Masanın yeniden kurulması da, sürece dönülmesi de hayal..
Uzun süre sadece silahlar konuşacak..
Çünkü dudaklar sussun, kalemler dursun diye yasal düzenlemeler de kapıda!.
TERÖRÜN TANIMI DEĞİŞİRSE NE OLUR?
Yasal düzenlemeler kapıda dedik..
Silahsız terör yaklaşımıyla başımıza gelecekleri dün anlatmaya çalıştım..
Yeni Şafak’tan Ali Bayramoğlu da benim gibi kaygılı olanlardan..
Bakın o ne diyor..
“Terör ve terörist tanımı genişletilsin” diyor cumhurbaşkanı. Siyasi alanın resmi görüşe göre daraltılarak yeniden yapılandırılmasının, “terörle mücadelenin etkin bir aracı” olduğunu düşünüyor. Bu görüşe destek ve teşvik çok...
O zaman şu yol açık: Siyaset istemek, beklemek de suç... Bir sorunun, bu sorunun çözülmesi için “müzakere, mutabakat, uzlaşma” talebi ve önerisi de suç...

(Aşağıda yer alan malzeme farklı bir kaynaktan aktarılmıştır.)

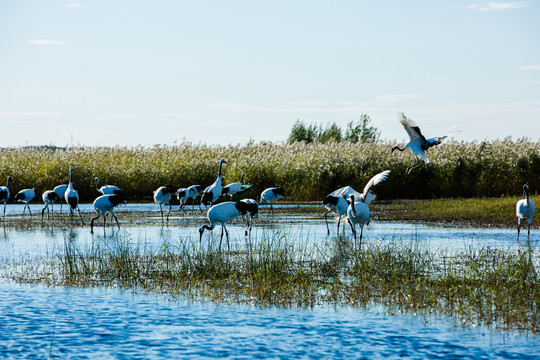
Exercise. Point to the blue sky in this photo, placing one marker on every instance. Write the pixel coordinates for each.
(224, 72)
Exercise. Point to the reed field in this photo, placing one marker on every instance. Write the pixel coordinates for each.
(307, 172)
(498, 288)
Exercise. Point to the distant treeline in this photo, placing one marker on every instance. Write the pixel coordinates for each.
(356, 131)
(307, 171)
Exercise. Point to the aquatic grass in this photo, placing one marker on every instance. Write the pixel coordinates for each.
(307, 172)
(499, 288)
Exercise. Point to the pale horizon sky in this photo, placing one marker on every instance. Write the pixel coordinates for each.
(158, 72)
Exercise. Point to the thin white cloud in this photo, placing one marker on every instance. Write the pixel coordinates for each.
(497, 6)
(530, 67)
(122, 116)
(182, 116)
(46, 42)
(321, 107)
(19, 115)
(399, 97)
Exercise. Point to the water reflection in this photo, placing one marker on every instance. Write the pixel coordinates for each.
(304, 230)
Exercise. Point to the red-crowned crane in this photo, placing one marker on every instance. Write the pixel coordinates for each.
(418, 143)
(72, 197)
(337, 200)
(212, 192)
(49, 198)
(223, 213)
(251, 212)
(525, 210)
(194, 191)
(337, 204)
(270, 195)
(108, 189)
(358, 211)
(162, 196)
(60, 190)
(233, 188)
(183, 196)
(26, 196)
(4, 194)
(106, 204)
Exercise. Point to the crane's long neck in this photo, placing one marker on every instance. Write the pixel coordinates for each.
(220, 165)
(71, 178)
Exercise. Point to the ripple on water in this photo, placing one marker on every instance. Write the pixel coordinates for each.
(94, 323)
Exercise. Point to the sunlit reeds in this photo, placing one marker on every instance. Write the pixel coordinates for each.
(306, 171)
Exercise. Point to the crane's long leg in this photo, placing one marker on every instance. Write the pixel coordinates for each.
(221, 238)
(529, 233)
(326, 221)
(361, 233)
(519, 225)
(227, 233)
(80, 215)
(92, 222)
(43, 211)
(353, 230)
(115, 218)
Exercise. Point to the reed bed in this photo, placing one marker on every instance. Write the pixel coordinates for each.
(498, 288)
(307, 172)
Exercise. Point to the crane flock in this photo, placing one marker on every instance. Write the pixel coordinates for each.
(345, 202)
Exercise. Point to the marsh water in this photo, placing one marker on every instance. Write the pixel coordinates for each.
(58, 322)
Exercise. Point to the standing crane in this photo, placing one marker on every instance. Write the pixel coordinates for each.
(525, 210)
(4, 194)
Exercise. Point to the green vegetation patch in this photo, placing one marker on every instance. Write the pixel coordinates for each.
(306, 171)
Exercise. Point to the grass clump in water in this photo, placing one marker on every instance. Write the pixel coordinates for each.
(494, 287)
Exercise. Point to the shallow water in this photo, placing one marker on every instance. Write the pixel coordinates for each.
(95, 323)
(141, 223)
(110, 323)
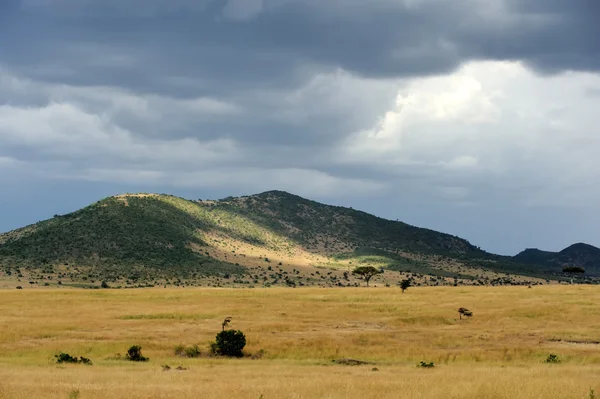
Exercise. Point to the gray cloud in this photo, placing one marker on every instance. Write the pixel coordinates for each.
(408, 108)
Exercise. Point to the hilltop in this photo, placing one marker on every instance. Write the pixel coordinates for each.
(159, 239)
(580, 255)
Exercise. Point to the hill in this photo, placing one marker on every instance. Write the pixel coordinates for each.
(579, 255)
(260, 239)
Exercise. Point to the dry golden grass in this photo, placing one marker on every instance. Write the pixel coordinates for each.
(499, 353)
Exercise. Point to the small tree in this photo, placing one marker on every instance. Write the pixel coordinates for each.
(573, 270)
(225, 323)
(404, 285)
(464, 312)
(134, 354)
(228, 342)
(366, 272)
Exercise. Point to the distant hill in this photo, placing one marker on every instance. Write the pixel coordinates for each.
(579, 255)
(141, 237)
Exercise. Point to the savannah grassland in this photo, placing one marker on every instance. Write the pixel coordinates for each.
(499, 353)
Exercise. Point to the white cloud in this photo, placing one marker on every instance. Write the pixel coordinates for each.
(499, 123)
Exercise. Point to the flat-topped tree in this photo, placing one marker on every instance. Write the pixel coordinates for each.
(573, 270)
(404, 285)
(366, 272)
(464, 312)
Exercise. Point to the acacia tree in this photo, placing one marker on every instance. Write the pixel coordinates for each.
(464, 312)
(404, 285)
(366, 272)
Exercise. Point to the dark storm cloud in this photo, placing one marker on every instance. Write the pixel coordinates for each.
(139, 44)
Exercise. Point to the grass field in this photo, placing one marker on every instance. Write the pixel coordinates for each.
(499, 353)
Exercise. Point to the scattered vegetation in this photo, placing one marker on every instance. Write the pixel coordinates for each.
(464, 312)
(404, 284)
(134, 354)
(574, 270)
(191, 351)
(366, 272)
(66, 358)
(228, 342)
(552, 358)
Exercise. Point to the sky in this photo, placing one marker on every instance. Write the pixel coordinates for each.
(478, 118)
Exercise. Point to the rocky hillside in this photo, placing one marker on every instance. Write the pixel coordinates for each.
(579, 255)
(149, 237)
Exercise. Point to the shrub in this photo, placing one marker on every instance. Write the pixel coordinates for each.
(135, 354)
(229, 343)
(573, 269)
(552, 359)
(464, 312)
(66, 358)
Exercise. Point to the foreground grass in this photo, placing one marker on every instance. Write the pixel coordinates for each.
(499, 353)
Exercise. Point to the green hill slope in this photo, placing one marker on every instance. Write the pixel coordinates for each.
(141, 237)
(579, 255)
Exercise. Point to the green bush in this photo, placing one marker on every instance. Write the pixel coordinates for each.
(66, 358)
(229, 343)
(187, 351)
(135, 354)
(552, 359)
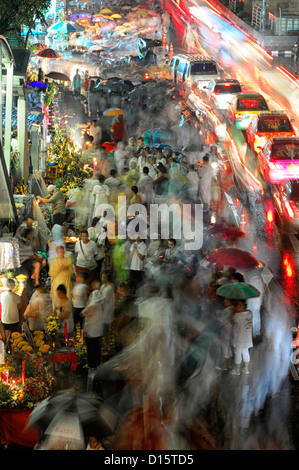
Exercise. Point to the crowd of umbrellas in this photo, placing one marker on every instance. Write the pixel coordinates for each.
(158, 403)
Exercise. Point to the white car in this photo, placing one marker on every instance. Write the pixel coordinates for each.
(220, 92)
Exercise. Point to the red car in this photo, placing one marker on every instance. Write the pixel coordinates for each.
(266, 126)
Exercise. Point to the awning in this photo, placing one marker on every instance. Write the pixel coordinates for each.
(35, 117)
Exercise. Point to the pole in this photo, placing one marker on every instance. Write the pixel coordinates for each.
(1, 100)
(8, 114)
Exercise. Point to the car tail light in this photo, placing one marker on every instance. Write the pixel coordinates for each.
(270, 216)
(291, 209)
(275, 166)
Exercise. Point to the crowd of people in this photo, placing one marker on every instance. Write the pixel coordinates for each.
(144, 304)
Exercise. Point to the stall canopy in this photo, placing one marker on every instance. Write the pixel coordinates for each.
(7, 207)
(32, 118)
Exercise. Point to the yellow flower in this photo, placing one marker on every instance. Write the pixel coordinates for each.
(15, 335)
(38, 332)
(44, 349)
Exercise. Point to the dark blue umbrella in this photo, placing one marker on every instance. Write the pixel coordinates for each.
(37, 84)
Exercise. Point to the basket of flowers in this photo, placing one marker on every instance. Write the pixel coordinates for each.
(20, 344)
(52, 326)
(39, 343)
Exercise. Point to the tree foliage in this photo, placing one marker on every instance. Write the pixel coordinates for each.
(15, 13)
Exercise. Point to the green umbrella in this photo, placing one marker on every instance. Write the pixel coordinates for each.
(238, 290)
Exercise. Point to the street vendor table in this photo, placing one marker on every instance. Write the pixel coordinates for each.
(65, 356)
(13, 428)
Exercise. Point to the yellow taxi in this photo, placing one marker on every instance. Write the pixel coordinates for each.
(244, 107)
(266, 126)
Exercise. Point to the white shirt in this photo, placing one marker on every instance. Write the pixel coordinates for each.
(86, 254)
(96, 133)
(242, 330)
(100, 194)
(9, 305)
(109, 302)
(94, 315)
(79, 295)
(137, 264)
(101, 240)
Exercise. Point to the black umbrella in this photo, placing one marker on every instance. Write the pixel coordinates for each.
(58, 76)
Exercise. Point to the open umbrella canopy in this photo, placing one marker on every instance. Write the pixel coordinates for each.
(58, 76)
(49, 54)
(238, 290)
(113, 112)
(235, 257)
(101, 19)
(78, 27)
(38, 46)
(225, 231)
(63, 27)
(37, 84)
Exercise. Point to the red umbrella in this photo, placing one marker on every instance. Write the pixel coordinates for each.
(109, 146)
(49, 54)
(235, 257)
(225, 231)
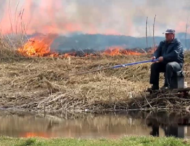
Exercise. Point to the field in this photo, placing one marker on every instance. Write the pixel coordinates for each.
(54, 84)
(149, 141)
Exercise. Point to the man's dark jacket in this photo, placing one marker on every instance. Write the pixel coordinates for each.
(172, 51)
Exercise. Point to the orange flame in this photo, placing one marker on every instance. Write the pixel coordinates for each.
(114, 51)
(38, 46)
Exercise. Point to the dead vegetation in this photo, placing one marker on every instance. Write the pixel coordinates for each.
(54, 84)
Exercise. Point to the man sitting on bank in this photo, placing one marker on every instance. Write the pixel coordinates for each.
(170, 59)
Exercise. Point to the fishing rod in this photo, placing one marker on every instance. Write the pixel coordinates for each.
(134, 63)
(116, 67)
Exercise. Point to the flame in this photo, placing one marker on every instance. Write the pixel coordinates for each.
(117, 50)
(38, 46)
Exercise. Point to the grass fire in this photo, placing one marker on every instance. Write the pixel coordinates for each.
(40, 46)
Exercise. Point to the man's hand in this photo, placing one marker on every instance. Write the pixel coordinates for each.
(153, 58)
(160, 59)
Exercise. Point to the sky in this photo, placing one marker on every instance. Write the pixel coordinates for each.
(117, 17)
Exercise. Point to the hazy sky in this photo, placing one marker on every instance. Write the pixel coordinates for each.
(126, 17)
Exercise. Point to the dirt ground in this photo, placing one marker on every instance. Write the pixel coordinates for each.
(69, 84)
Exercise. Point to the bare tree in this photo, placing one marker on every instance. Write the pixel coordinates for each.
(147, 32)
(186, 32)
(154, 32)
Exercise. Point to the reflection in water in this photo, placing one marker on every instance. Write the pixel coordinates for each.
(172, 125)
(95, 126)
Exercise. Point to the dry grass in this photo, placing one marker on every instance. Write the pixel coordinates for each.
(52, 84)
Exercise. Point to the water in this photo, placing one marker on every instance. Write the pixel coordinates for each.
(94, 126)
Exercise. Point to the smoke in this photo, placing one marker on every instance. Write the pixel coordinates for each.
(118, 17)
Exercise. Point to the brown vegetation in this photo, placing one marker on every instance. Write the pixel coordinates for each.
(55, 84)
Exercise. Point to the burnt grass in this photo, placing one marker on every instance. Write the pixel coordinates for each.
(56, 85)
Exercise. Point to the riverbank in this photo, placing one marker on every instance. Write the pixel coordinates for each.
(55, 85)
(129, 141)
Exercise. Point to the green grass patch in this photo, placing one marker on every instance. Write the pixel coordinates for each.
(132, 141)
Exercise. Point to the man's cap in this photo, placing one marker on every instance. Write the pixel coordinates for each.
(169, 31)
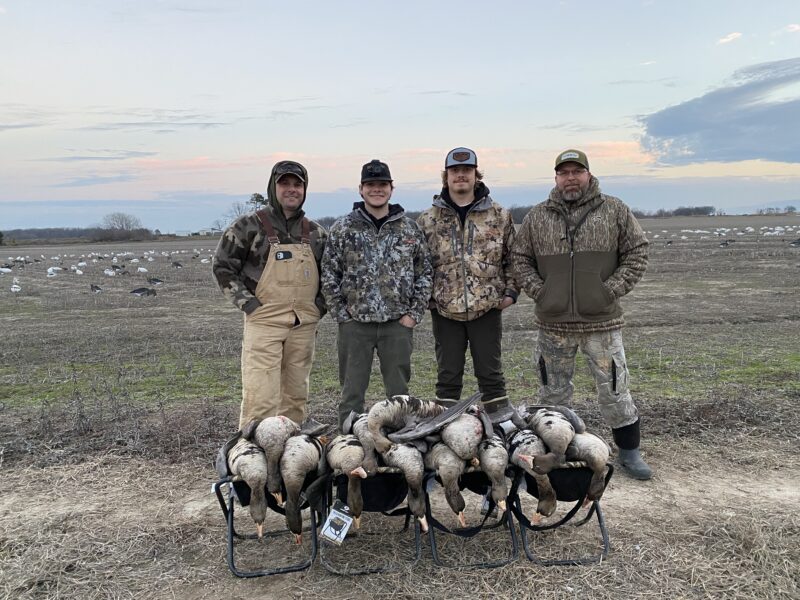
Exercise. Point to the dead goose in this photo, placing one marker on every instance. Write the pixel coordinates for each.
(463, 436)
(247, 461)
(360, 429)
(396, 413)
(345, 453)
(271, 434)
(594, 452)
(409, 460)
(449, 467)
(556, 431)
(301, 455)
(493, 458)
(524, 447)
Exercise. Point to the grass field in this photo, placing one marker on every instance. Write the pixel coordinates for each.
(112, 407)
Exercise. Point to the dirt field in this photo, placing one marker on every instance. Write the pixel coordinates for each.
(113, 405)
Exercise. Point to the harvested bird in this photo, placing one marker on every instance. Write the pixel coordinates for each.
(463, 436)
(247, 461)
(345, 453)
(301, 455)
(408, 459)
(360, 429)
(556, 431)
(449, 467)
(493, 458)
(595, 452)
(141, 292)
(524, 446)
(395, 413)
(271, 434)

Bunları dile getiren bir köşe yazmak, bir bildiri imzalamak, bir konuşma yapmak sizi bir savcının terörist olarak görmesine, hakimin terör örgütü propagandası yapma suçuyla tutuklamasına yol açacak, öyle mi?
Açtı bile!
Üç öğretim üyesi “malum bildiri”nin imzacısı oldukları, imza yoluyla “terör örgütü propagandası” yaptıkları iddiasıyla tutuklandı.” (Yeni Şafak, 17 Mart)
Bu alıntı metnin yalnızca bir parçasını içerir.